Foto di Teresa Fusco

Don Luigi Colavolpe ha pubblicato una lettera aperta a Mons. Orazio Soricelli e al sindaco Daniele Milano per attirare l’attenzione su un problema su cui è giusto responsabilizzare la coscienza popolare.

“Come sacerdote e come amalfitano non posso restare insensibile dinanzi al “profondo malessere”, che, in occasione della Processione del Venerdì Santo ha investito un giovane, figlio di amalfitani, perché “all’uscita del Cristo dalla Cattedrale” ha dovuto assistere a “uno scempio” – legge don Luigi – “si sono visti ristoranti aperti, un popolo a degustare cuoppi di alici e pizze, seduti al tavolo, centinaia di telefonini a riprendere, mentre povere anziane fedeli tentavano di dire : abbiate rispetto almeno stasera”.

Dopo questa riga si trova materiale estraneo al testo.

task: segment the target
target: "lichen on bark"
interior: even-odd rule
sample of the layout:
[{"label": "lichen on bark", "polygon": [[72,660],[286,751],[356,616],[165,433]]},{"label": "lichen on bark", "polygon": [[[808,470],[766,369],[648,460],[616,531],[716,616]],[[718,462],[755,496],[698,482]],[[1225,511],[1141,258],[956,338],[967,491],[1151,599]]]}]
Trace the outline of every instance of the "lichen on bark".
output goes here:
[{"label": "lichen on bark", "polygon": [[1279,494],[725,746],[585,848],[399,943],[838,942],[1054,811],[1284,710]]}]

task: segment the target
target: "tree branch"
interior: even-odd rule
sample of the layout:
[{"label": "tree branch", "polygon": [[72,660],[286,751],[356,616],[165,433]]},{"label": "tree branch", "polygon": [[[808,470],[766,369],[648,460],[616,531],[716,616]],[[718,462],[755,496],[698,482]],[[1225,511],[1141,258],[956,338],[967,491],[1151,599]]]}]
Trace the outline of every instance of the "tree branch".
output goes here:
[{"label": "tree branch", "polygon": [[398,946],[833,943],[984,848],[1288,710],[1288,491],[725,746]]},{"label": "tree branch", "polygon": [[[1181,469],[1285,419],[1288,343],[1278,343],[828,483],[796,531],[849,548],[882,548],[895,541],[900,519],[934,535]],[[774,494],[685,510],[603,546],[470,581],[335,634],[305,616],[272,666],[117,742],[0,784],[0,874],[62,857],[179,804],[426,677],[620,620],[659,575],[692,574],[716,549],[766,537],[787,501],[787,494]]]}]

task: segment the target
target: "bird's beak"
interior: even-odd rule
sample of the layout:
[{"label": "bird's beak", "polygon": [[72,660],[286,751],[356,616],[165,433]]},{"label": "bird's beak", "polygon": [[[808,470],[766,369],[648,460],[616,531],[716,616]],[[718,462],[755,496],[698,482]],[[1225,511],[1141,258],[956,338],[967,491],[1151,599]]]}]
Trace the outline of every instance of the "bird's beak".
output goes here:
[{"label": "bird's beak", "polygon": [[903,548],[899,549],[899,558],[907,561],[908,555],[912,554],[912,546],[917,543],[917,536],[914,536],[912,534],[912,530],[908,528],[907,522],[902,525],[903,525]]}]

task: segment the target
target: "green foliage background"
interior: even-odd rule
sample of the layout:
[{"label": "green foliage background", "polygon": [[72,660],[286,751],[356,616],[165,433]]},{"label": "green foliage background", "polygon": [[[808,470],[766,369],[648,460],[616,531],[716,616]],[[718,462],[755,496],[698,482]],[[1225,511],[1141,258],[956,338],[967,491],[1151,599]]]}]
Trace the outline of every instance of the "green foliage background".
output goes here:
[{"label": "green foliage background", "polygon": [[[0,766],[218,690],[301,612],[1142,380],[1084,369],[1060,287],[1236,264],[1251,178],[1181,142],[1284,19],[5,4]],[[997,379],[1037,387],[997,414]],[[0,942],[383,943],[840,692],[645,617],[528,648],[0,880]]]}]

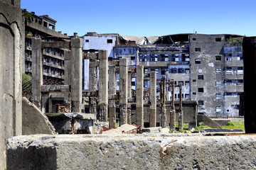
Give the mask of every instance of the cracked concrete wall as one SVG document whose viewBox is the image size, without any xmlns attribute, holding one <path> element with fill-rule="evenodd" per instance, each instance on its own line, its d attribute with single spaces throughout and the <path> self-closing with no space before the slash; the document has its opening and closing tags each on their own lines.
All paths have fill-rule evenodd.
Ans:
<svg viewBox="0 0 256 170">
<path fill-rule="evenodd" d="M 256 136 L 33 135 L 11 137 L 8 169 L 255 169 Z M 75 157 L 74 157 L 75 155 Z M 23 159 L 20 159 L 21 157 Z"/>
<path fill-rule="evenodd" d="M 26 98 L 22 98 L 22 135 L 56 134 L 48 118 Z"/>
<path fill-rule="evenodd" d="M 0 169 L 6 167 L 7 139 L 21 135 L 20 1 L 0 1 Z"/>
</svg>

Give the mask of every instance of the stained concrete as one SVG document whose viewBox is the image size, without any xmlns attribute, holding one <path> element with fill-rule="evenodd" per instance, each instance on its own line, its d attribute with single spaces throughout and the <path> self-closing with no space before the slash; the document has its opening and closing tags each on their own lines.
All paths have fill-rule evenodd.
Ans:
<svg viewBox="0 0 256 170">
<path fill-rule="evenodd" d="M 14 137 L 8 140 L 7 169 L 254 169 L 255 137 L 193 134 Z"/>
<path fill-rule="evenodd" d="M 26 98 L 22 98 L 22 135 L 56 134 L 48 118 Z"/>
</svg>

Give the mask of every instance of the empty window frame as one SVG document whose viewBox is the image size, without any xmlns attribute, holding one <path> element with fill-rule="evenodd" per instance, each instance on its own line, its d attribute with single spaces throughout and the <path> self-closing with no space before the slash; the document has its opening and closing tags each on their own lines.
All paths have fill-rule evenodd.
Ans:
<svg viewBox="0 0 256 170">
<path fill-rule="evenodd" d="M 113 40 L 112 40 L 112 39 L 107 39 L 107 43 L 113 43 Z"/>
<path fill-rule="evenodd" d="M 216 99 L 221 99 L 222 98 L 221 94 L 216 94 L 215 97 Z"/>
<path fill-rule="evenodd" d="M 242 67 L 238 67 L 238 74 L 243 74 L 243 68 L 242 68 Z"/>
<path fill-rule="evenodd" d="M 215 42 L 221 42 L 221 38 L 216 38 Z"/>
<path fill-rule="evenodd" d="M 221 73 L 221 69 L 215 69 L 216 73 Z"/>
<path fill-rule="evenodd" d="M 199 47 L 195 48 L 195 52 L 201 52 L 201 48 Z"/>
<path fill-rule="evenodd" d="M 221 112 L 221 106 L 216 106 L 216 112 Z"/>
<path fill-rule="evenodd" d="M 216 61 L 221 61 L 221 56 L 220 55 L 215 56 L 215 60 Z"/>
<path fill-rule="evenodd" d="M 203 93 L 203 88 L 198 88 L 198 92 Z"/>
<path fill-rule="evenodd" d="M 221 81 L 215 81 L 215 86 L 221 86 Z"/>
<path fill-rule="evenodd" d="M 198 105 L 203 105 L 203 101 L 198 101 Z"/>
<path fill-rule="evenodd" d="M 195 64 L 201 64 L 201 59 L 195 59 Z"/>
<path fill-rule="evenodd" d="M 203 75 L 198 75 L 198 79 L 203 79 Z"/>
</svg>

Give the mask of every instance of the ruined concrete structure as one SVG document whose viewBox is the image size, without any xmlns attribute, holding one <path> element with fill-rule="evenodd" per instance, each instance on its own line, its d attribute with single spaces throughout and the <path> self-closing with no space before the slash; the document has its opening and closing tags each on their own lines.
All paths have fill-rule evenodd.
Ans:
<svg viewBox="0 0 256 170">
<path fill-rule="evenodd" d="M 7 140 L 21 135 L 22 14 L 18 0 L 0 1 L 0 169 Z"/>
<path fill-rule="evenodd" d="M 23 60 L 23 72 L 32 75 L 32 38 L 41 38 L 43 41 L 70 40 L 66 34 L 55 31 L 57 21 L 48 15 L 37 16 L 34 12 L 23 10 L 25 16 L 25 52 Z M 43 79 L 55 81 L 64 81 L 65 62 L 64 50 L 60 48 L 46 47 L 42 55 Z M 44 82 L 47 84 L 46 81 Z"/>
<path fill-rule="evenodd" d="M 183 85 L 181 98 L 198 101 L 200 113 L 210 116 L 242 115 L 239 113 L 239 106 L 240 94 L 243 92 L 244 36 L 176 34 L 153 37 L 151 41 L 147 38 L 124 37 L 119 35 L 119 42 L 117 40 L 111 49 L 114 58 L 110 56 L 110 60 L 127 58 L 129 67 L 143 65 L 145 74 L 155 71 L 157 79 L 165 76 L 167 81 L 174 79 L 175 84 Z M 126 40 L 129 38 L 131 40 Z M 83 50 L 93 49 L 84 46 Z M 135 85 L 136 79 L 132 77 L 132 89 L 136 89 Z M 145 80 L 144 90 L 149 89 L 149 81 Z M 157 85 L 158 95 L 159 90 Z M 171 92 L 166 95 L 167 100 L 171 100 Z M 179 100 L 178 86 L 174 88 L 174 96 Z"/>
</svg>

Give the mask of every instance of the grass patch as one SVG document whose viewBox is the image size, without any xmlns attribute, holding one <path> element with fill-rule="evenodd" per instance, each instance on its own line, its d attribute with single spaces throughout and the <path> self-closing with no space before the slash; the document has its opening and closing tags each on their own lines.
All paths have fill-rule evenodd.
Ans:
<svg viewBox="0 0 256 170">
<path fill-rule="evenodd" d="M 228 122 L 228 125 L 222 126 L 223 129 L 241 129 L 245 131 L 245 122 L 239 120 L 238 121 Z"/>
</svg>

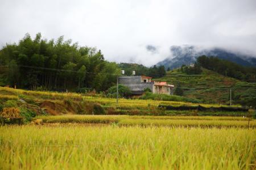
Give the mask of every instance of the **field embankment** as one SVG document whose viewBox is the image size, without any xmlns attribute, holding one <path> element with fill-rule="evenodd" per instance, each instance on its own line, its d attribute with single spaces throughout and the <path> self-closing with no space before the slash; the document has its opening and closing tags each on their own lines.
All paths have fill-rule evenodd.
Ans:
<svg viewBox="0 0 256 170">
<path fill-rule="evenodd" d="M 256 128 L 256 120 L 237 117 L 143 116 L 126 115 L 63 115 L 39 116 L 35 119 L 47 124 L 114 124 L 123 126 L 200 128 Z"/>
</svg>

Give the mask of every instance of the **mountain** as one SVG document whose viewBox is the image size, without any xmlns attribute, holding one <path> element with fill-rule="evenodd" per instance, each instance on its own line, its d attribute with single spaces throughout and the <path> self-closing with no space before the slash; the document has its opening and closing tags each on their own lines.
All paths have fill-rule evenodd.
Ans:
<svg viewBox="0 0 256 170">
<path fill-rule="evenodd" d="M 170 48 L 172 56 L 158 62 L 156 65 L 163 65 L 166 69 L 175 69 L 183 65 L 194 63 L 196 58 L 203 55 L 217 57 L 246 66 L 256 67 L 256 58 L 253 56 L 237 54 L 221 48 L 199 49 L 195 46 L 172 46 Z"/>
</svg>

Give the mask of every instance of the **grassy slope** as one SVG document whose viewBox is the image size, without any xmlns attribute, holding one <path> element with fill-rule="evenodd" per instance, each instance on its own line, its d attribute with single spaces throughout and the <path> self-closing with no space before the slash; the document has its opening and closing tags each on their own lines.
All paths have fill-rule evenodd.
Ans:
<svg viewBox="0 0 256 170">
<path fill-rule="evenodd" d="M 234 90 L 235 97 L 238 95 L 243 95 L 243 98 L 256 95 L 256 83 L 242 82 L 206 69 L 200 75 L 170 71 L 166 76 L 155 80 L 166 81 L 175 86 L 179 83 L 184 90 L 184 96 L 204 103 L 228 104 L 230 87 Z"/>
<path fill-rule="evenodd" d="M 32 91 L 15 90 L 11 88 L 0 87 L 0 105 L 4 107 L 15 104 L 15 107 L 31 108 L 38 114 L 40 110 L 52 115 L 62 114 L 141 114 L 141 115 L 190 115 L 191 110 L 164 110 L 159 108 L 159 104 L 170 105 L 174 107 L 180 105 L 196 106 L 199 104 L 190 103 L 131 100 L 120 99 L 118 105 L 115 99 L 104 98 L 96 96 L 84 96 L 75 93 L 59 93 L 42 91 Z M 94 105 L 100 104 L 104 108 L 104 113 L 96 113 Z M 200 104 L 205 107 L 219 107 L 217 104 Z M 196 113 L 196 115 L 218 114 L 218 113 Z M 229 114 L 234 113 L 230 112 Z M 194 113 L 193 113 L 194 114 Z M 222 115 L 222 114 L 221 114 Z M 226 114 L 225 114 L 226 115 Z M 242 114 L 241 114 L 242 115 Z M 223 115 L 222 115 L 223 116 Z"/>
</svg>

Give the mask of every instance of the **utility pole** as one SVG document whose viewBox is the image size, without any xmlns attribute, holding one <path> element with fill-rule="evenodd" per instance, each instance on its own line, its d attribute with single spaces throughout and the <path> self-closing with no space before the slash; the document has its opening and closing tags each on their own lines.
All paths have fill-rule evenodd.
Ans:
<svg viewBox="0 0 256 170">
<path fill-rule="evenodd" d="M 118 104 L 118 75 L 117 76 L 117 104 Z"/>
<path fill-rule="evenodd" d="M 232 104 L 232 100 L 231 100 L 231 97 L 232 97 L 232 96 L 231 96 L 231 88 L 230 88 L 230 105 Z"/>
</svg>

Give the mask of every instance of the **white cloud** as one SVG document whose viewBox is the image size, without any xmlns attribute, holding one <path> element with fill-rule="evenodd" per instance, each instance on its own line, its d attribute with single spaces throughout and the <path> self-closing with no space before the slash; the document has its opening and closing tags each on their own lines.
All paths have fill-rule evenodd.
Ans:
<svg viewBox="0 0 256 170">
<path fill-rule="evenodd" d="M 2 45 L 40 32 L 97 46 L 110 61 L 147 66 L 169 56 L 174 45 L 256 54 L 255 0 L 2 0 L 0 22 Z"/>
</svg>

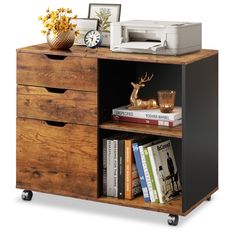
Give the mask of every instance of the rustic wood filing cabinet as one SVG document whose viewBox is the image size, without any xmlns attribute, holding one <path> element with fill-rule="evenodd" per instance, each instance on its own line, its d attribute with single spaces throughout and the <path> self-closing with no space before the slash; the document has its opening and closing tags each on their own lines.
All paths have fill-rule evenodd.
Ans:
<svg viewBox="0 0 236 236">
<path fill-rule="evenodd" d="M 174 128 L 111 121 L 112 108 L 129 102 L 131 81 L 155 78 L 140 96 L 174 89 L 182 125 Z M 177 224 L 218 189 L 218 52 L 182 56 L 112 53 L 47 44 L 17 50 L 16 187 L 168 213 Z M 116 132 L 169 137 L 182 194 L 166 204 L 143 197 L 102 196 L 102 139 Z"/>
</svg>

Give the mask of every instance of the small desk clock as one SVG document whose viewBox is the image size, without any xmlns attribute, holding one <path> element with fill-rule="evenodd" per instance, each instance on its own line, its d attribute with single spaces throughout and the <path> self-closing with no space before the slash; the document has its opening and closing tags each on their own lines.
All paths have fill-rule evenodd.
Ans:
<svg viewBox="0 0 236 236">
<path fill-rule="evenodd" d="M 90 30 L 85 34 L 84 42 L 89 48 L 99 47 L 102 43 L 102 34 L 97 30 Z"/>
</svg>

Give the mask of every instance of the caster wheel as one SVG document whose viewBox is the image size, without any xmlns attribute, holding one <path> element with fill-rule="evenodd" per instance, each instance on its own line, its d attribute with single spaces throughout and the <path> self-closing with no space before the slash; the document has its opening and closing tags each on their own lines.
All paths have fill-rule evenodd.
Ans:
<svg viewBox="0 0 236 236">
<path fill-rule="evenodd" d="M 167 220 L 169 225 L 176 226 L 179 223 L 179 216 L 178 215 L 169 215 Z"/>
<path fill-rule="evenodd" d="M 210 196 L 209 198 L 207 198 L 207 201 L 208 201 L 208 202 L 211 201 L 211 196 Z"/>
<path fill-rule="evenodd" d="M 24 190 L 21 194 L 21 198 L 24 201 L 30 201 L 33 197 L 33 192 L 31 190 Z"/>
</svg>

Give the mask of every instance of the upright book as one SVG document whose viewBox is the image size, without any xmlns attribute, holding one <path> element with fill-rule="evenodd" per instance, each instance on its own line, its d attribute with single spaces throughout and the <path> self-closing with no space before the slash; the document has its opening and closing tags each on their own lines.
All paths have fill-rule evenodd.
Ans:
<svg viewBox="0 0 236 236">
<path fill-rule="evenodd" d="M 160 203 L 165 203 L 181 192 L 181 185 L 171 141 L 148 147 Z"/>
<path fill-rule="evenodd" d="M 141 190 L 138 170 L 134 161 L 132 144 L 141 139 L 143 135 L 135 135 L 125 139 L 125 199 L 133 199 L 139 195 Z"/>
</svg>

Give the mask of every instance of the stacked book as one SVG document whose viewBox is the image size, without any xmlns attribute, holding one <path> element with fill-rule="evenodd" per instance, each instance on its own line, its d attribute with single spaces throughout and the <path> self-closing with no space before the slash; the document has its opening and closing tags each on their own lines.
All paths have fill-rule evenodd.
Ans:
<svg viewBox="0 0 236 236">
<path fill-rule="evenodd" d="M 126 105 L 112 109 L 112 119 L 175 127 L 182 123 L 182 109 L 181 107 L 175 107 L 171 113 L 162 113 L 160 109 L 129 110 L 128 105 Z"/>
<path fill-rule="evenodd" d="M 181 192 L 171 140 L 117 134 L 103 139 L 103 195 L 165 203 Z"/>
</svg>

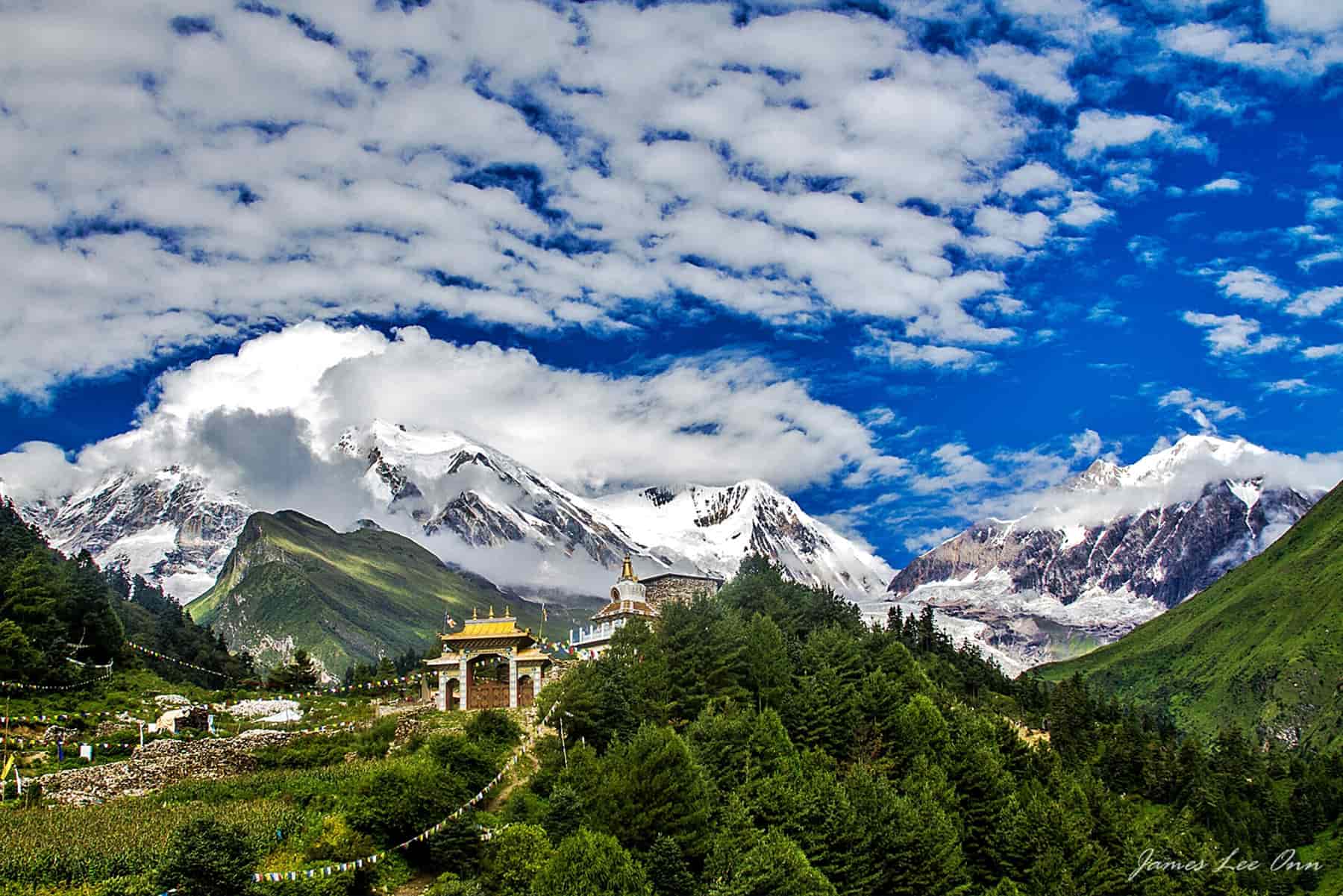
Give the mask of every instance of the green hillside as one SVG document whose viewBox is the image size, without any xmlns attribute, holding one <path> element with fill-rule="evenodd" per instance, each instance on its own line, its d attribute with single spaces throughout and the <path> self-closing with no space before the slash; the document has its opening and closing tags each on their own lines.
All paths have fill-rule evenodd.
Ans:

E’ stato “un disastro” – ha concluso – “stiamo distruggendo la storia culturale di una città millenaria” e “spero che prima o poi lo si fermi”. Per la verità, ciò che è stato coraggiosamente denunciato in occasione del Venerdì Santo, da alcuni anni, è diventato per me un motivo di grande sofferenza, perché la degenerazione di alcuni comportamenti in occasione delle Processioni sta ormai assumendo il carattere di una ostentata dissacrazione, che ci deve preoccupare, perché finirà col diseducare anche le nuove generazioni.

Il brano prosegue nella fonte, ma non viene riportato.